Credentialling of Australian critical care nurses : a dialectical study

2017-02-08T05:56:40Z (GMT) by Haralambous, Kathryn Ann
Aims: This research project endeavoured to explore and debate the purpose of credentialling Australian critical care nurses; a process created and instituted by the Australian College of Critical Care Nurses between 1996 and 1998. This research project explored the impetus for the development of credentialling and its impact on critical care nursing theory, practice and education. Methodology: The student researcher employed a qualitative research framework utilising dialectical approaches and Critical Social Theory to explore the phenomenon of credentialling. In-depth interviews were conducted by telephone with two nurses credentialled by the Australian College of Critical Care Nursing and with two credentialling committee members of the Australian College of Critical Care Nursing. Findings: The student researcher found that credentialling critical care nurses resulted in highlighting the need for positive changes to theory, practice and education. Positive changes created by credentialling included increasing the perceived value of specialist nursing care by the gaining of rewards and incentives through personal and professional recognition, creating a clinical career path and, describing what nurses do in practice, thus confirming their role and scope of practice in writing. Positive changes were seen to contribute to increased professionalism. Negative outcomes of credentialling explored by participants included changes in workplace flexibility and the introduction of additional nursing regulation. Discussion: Discussion of the findings explored and examined many social conditions including patriarchy and empirics which support the ideology evident in the findings. The ideologies that were explored in the discussion of the findings related to altruism, professionalism and career structures.
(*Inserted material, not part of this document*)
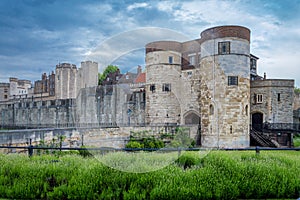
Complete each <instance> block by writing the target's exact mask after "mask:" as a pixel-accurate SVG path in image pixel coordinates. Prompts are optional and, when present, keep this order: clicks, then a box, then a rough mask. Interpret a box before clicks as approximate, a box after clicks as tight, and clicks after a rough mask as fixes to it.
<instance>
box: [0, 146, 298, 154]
mask: <svg viewBox="0 0 300 200" xmlns="http://www.w3.org/2000/svg"><path fill="white" fill-rule="evenodd" d="M0 149H23V150H27V151H28V156H29V157H31V156H33V154H34V150H56V151H71V150H75V151H91V152H92V151H98V152H99V151H100V152H120V151H121V152H122V151H123V152H137V151H146V152H153V151H159V152H178V155H179V156H180V155H181V153H182V152H183V151H211V150H218V151H255V152H256V154H259V153H260V151H300V147H297V148H272V147H259V146H256V147H249V148H181V147H178V148H110V147H100V148H81V147H40V146H33V145H29V146H0ZM299 153H300V152H299Z"/></svg>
Conclusion: Credentialling of Australian critical care nurses serves many purposes, some of which are controversial. This research project has demonstrated that one of the primary purposes of any credentialling process is to enhance the process of professionalism and the gaining of professional status. The implications for critical care nursing theory practice and education are currently unknown due to the small number of critical care nurses credentialled to date.